Chabala was drafted in the fourth round (44th overall) of the 2006 MLS SuperDraft by Houston Dynamo. He was loaned to Portland Timbers of the USL First Division during his first year with the Dynamo, making nine appearances.

Having spent two years with Dynamo's reserves (where he made 24 starts and registered 12 assists, leading the MLS Reserve Division in 2007), Chabala finally made his full professional debut for Dynamo on July 10, 2007, in a US Open Cup third-round game against Charleston Battery. He made his second first team appearance on July 1, 2008, again in a US Open Cup third-round game against Charleston Battery. He also played on November 28, 2008, in a CONCACAF Champions League game against C.D. Luis Ángel Firpo, a game in which he played a full 90 minutes.

After four years on the Houston roster, Chabala finally made his MLS debut on April 11, 2009, as an 80th-minute substitute for Wade Barrett in a game against New York Red Bulls - and was given a red card for a 'serious foul play' 13 minutes later.

He was sent on loan to Austin Aztex on June 16, 2009. He returned in July and set career highs for games, starts, and minutes in the 2009 season.

On July 21, 2011, Chabala was traded to Portland Timbers along with Lovel Palmer and an international roster spot for Adam Moffat and allocation money.

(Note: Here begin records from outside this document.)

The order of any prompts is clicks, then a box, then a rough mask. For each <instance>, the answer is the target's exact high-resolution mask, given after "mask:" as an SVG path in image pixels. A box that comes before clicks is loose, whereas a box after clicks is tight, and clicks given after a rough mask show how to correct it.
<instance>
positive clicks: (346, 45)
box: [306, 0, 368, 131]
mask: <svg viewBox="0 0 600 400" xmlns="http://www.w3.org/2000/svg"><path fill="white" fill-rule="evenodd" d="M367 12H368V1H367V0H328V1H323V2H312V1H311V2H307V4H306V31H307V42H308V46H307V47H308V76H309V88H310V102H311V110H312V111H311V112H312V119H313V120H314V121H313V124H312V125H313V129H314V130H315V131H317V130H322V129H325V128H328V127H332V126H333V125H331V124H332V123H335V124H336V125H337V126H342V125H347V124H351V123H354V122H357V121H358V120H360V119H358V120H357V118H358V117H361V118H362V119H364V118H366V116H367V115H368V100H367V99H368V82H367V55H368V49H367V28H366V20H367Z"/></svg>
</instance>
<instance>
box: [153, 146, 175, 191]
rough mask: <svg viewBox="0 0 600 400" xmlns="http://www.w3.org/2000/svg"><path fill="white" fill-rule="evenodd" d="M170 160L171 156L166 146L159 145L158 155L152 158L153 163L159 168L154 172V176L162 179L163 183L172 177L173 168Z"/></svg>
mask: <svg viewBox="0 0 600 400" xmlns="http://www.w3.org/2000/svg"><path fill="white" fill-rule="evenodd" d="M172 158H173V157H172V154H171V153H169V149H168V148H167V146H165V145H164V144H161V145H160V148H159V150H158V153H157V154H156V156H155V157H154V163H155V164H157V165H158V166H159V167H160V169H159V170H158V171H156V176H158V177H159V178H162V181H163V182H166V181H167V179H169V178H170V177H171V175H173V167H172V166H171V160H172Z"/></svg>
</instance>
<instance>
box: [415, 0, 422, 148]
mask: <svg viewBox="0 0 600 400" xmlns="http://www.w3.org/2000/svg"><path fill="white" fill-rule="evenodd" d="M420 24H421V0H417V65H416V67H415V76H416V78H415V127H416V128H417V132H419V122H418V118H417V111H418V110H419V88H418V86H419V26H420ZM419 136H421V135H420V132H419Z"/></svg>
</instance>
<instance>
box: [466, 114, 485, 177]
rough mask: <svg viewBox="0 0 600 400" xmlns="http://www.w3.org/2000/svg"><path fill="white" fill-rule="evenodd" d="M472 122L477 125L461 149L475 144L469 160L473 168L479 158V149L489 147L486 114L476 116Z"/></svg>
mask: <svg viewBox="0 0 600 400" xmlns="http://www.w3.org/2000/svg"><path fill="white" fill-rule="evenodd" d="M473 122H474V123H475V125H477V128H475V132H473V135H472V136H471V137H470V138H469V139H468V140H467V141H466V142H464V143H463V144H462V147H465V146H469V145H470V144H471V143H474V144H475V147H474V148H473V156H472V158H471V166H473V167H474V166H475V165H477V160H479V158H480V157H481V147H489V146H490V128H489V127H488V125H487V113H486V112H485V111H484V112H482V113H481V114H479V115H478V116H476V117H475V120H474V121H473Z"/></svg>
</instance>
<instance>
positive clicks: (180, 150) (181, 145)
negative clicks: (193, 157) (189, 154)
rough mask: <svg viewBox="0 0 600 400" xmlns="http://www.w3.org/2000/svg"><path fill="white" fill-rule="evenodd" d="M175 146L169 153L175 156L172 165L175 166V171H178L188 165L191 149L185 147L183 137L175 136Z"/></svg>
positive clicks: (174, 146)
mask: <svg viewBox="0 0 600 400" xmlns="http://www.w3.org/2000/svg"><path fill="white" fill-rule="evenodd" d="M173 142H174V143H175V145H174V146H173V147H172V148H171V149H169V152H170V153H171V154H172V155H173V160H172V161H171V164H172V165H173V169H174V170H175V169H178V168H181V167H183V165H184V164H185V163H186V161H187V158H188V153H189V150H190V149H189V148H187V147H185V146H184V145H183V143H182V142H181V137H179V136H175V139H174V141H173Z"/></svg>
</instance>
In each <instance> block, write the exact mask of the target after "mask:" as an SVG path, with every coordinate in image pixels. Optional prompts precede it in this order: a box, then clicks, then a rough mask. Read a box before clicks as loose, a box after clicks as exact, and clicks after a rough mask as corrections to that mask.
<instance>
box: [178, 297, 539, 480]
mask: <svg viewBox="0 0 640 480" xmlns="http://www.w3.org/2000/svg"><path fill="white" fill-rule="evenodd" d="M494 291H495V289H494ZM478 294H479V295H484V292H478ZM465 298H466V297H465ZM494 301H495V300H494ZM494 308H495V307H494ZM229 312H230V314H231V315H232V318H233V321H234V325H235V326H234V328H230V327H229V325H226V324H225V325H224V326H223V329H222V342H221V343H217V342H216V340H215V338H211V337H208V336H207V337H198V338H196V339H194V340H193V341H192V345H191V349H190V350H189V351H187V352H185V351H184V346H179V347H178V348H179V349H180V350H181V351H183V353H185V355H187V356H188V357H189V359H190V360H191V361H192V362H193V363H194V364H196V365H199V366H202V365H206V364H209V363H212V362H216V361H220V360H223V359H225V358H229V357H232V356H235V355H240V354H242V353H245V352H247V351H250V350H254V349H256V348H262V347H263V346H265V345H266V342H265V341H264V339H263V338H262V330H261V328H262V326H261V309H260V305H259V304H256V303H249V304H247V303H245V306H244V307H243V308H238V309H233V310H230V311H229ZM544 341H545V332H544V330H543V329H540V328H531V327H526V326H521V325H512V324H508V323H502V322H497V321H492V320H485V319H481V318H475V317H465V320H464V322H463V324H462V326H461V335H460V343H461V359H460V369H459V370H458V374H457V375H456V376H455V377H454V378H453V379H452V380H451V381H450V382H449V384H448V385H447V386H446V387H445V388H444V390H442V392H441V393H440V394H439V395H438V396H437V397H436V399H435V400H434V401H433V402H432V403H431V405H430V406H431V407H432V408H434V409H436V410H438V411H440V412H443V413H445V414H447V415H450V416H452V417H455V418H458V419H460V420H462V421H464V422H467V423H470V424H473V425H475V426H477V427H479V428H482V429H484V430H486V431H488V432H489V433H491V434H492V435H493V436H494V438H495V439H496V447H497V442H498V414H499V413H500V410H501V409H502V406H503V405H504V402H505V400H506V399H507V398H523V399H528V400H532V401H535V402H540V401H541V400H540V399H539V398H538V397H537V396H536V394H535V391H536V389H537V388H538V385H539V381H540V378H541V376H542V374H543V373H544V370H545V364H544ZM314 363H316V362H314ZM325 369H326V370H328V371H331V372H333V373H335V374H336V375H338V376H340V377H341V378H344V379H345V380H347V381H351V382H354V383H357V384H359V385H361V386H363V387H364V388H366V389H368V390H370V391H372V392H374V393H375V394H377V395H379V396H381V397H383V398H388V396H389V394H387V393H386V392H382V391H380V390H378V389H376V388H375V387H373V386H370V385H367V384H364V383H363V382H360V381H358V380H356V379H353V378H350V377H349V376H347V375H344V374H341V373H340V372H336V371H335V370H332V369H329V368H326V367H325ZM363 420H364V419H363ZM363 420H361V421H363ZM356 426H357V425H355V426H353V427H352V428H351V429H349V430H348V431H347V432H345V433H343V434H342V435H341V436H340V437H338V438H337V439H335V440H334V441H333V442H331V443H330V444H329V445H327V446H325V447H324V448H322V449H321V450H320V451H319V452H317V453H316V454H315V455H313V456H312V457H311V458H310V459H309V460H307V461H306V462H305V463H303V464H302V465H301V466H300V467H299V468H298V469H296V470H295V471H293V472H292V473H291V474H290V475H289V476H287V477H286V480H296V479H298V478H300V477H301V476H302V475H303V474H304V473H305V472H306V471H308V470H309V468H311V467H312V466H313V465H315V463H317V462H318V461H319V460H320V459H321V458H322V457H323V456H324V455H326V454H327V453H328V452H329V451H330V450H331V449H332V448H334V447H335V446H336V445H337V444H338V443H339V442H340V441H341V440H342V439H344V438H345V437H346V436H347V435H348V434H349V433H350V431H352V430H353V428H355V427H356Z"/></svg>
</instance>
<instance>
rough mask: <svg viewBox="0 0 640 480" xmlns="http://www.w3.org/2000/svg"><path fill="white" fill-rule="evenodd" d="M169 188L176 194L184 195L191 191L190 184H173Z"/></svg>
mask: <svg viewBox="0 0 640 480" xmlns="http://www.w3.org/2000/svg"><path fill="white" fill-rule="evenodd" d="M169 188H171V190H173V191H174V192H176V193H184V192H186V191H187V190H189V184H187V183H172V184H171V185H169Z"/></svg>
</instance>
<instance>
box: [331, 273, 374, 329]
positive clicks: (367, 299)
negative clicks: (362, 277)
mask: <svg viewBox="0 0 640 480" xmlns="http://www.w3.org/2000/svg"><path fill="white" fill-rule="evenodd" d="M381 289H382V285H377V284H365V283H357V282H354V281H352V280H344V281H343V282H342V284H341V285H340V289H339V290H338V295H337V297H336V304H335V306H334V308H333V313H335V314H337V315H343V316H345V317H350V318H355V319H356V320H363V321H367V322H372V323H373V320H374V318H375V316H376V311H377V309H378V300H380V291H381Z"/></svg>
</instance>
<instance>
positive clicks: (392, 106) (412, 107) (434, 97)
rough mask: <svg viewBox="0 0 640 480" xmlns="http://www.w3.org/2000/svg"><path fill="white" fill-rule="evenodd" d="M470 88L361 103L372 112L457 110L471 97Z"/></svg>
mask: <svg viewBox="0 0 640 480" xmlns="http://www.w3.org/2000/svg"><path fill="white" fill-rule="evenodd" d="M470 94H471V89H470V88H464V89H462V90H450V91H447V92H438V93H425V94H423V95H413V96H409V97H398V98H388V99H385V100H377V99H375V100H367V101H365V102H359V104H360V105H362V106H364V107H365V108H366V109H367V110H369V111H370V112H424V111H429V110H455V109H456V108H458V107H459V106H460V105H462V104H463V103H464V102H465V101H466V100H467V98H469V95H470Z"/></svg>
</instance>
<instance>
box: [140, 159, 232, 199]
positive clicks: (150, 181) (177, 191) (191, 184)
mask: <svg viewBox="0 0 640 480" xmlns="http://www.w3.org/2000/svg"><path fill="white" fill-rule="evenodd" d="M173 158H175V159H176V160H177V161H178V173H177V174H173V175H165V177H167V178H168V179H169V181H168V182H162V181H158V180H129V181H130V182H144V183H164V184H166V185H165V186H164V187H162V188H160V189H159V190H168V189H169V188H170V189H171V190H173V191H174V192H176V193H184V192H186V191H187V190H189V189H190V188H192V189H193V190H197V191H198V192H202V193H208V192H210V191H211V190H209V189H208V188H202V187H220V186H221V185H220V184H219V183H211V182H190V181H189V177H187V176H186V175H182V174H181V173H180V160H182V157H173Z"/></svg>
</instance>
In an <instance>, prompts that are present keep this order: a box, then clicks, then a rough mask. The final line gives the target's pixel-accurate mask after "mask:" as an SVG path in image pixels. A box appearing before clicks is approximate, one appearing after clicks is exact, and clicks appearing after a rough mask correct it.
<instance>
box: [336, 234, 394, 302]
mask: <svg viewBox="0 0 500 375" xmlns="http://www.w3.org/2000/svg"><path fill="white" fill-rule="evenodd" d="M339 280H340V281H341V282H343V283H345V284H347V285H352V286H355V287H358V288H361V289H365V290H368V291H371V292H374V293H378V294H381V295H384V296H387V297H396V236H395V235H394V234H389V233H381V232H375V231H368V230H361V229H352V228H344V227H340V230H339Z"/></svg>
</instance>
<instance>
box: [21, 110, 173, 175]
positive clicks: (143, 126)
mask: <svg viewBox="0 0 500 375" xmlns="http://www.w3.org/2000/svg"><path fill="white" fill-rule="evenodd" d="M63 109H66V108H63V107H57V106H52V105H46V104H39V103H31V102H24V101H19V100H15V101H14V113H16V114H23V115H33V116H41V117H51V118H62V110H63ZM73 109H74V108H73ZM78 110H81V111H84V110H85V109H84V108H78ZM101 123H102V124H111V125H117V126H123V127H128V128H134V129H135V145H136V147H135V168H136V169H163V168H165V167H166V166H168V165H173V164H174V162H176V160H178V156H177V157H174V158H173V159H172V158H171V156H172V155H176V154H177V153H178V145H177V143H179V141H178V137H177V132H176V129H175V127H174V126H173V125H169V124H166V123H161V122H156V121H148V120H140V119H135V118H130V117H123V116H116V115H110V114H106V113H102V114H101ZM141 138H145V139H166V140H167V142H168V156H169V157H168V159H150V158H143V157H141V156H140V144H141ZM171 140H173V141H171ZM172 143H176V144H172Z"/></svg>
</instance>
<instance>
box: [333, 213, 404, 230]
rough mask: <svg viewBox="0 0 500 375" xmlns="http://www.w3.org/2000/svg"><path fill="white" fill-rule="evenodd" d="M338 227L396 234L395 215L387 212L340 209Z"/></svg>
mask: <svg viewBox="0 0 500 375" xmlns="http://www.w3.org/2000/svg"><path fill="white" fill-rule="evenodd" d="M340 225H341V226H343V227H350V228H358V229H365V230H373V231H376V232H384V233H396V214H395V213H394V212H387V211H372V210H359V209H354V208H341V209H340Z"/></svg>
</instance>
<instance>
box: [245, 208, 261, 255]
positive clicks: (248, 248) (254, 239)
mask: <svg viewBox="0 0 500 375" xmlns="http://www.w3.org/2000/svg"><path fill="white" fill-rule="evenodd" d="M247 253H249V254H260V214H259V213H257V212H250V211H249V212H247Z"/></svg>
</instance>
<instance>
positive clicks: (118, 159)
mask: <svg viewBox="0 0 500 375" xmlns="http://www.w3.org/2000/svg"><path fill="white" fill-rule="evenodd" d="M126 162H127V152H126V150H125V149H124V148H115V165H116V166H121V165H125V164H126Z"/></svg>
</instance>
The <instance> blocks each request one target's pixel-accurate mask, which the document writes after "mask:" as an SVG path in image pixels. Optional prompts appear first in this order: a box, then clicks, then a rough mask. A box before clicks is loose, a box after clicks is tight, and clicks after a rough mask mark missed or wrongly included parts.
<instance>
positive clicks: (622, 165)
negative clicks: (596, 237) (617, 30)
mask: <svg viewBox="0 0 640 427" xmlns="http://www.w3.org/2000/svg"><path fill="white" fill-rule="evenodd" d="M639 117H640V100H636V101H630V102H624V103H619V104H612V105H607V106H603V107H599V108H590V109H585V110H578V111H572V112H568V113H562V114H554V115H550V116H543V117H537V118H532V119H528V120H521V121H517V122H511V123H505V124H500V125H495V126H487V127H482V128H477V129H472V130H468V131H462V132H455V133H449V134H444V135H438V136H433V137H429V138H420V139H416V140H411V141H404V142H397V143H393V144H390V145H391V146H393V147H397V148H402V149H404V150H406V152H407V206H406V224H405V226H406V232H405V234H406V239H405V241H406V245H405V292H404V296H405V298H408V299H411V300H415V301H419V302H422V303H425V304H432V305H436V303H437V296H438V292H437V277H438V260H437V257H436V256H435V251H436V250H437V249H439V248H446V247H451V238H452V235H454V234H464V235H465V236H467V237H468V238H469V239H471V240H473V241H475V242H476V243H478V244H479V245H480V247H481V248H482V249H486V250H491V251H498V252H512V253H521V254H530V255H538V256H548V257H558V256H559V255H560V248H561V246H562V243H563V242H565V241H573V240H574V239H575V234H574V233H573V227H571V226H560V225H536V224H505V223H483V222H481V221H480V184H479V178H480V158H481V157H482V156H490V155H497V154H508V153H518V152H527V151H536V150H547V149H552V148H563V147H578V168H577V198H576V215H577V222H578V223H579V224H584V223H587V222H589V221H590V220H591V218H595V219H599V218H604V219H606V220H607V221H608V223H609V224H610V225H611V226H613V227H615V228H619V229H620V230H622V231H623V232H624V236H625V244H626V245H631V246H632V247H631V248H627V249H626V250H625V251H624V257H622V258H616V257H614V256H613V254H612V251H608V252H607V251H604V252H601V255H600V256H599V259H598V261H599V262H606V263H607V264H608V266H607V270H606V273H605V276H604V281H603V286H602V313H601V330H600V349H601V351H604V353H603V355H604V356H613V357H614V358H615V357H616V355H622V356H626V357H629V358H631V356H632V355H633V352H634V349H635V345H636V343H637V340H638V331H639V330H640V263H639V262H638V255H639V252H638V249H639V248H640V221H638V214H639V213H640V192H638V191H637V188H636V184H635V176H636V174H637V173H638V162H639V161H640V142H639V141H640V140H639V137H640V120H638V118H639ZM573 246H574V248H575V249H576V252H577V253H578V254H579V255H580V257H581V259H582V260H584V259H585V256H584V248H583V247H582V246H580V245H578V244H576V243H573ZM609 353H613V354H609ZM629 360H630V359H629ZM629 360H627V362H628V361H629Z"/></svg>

Impressive performances and his interaction with club supporters made him a fast favorite with Portland fans.

Chabala was traded to D.C. United on August 9, 2012, in exchange for a first round 2014 MLS Supplemental Draft pick. After the conclusion of the 2012 season, D.C. declined the 2013 option on Chabala's contract and he entered the 2012 MLS Re-Entry Draft. Chabala became a free agent after he went undrafted in both rounds of the draft.

After trialing with Houston Dynamo, Chabala returned to Houston on February 25, 2013.